The multi-analyte algorithmic blood test utilises Quanterix’s proprietary Simoa technology to measure a panel of five key analytes: p-Tau 217, Aβ42, Aβ40, GFAP, and NfL. By integrating these AD-relevant biomarkers of amyloid pathology, tau pathology, neuroinflammation, and axonal damage into a single algorithmic result, the test provides a more comprehensive assessment of the biological drivers of Alzheimer’s disease than single-analyte assays. This multi-analyte approach is designed to improve diagnostic clarity, particularly in the early stages of disease progression, where single-analyte levels can often fall into an "intermediate" or inconclusive range. 

The submission is supported by extensive clinical evidence recently published in Alzheimer’s & Dementia: Diagnosis, Assessment & Disease Monitoring, spanning three independent cohorts and over 1,800 symptomatic patients. Simoa digital sensitivity enables a quantitative test result for every patient, overcoming the sensitivity limitations often found in conventional analogue immunoassay methods and mass spectrometry. Furthermore, the unique inclusion of multiplexed GFAP and NfL can enable potential differential and prognostic insights, extending patient risk evaluations beyond a static amyloid status readout as provided by p-Tau 217 and ratio tests. 

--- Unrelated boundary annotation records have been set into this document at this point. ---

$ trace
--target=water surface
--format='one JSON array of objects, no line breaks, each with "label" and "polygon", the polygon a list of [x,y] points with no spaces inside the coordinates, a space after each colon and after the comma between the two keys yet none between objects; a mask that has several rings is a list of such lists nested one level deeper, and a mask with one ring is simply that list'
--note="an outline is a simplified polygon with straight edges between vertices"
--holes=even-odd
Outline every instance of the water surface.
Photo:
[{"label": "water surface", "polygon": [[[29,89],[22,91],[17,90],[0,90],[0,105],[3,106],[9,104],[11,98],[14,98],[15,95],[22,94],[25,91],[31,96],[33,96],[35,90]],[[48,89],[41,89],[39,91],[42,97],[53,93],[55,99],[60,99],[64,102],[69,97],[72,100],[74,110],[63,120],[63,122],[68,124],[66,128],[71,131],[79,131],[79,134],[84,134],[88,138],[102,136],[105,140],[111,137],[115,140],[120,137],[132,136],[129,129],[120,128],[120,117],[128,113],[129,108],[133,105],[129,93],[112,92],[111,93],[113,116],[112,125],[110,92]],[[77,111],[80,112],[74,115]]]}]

“The strong execution of the Quanterix team has resulted in this submission, a watershed moment for Quanterix and millions of families seeking clearer answers in the fight against Alzheimer’s Disease,” said Mike Miller, Chief Operating Officer of Quanterix. Both research and extensive clinical validation evidence confirm that a comprehensive, multi-analyte panel is essential for capturing the complexity and trajectory of this disease. This filing is the next step in our strategy to establish our technology as a gold standard in clinical diagnostics, offering a scalable solution that bridges the gap between early detection and the emerging class of disease-modifying therapies.”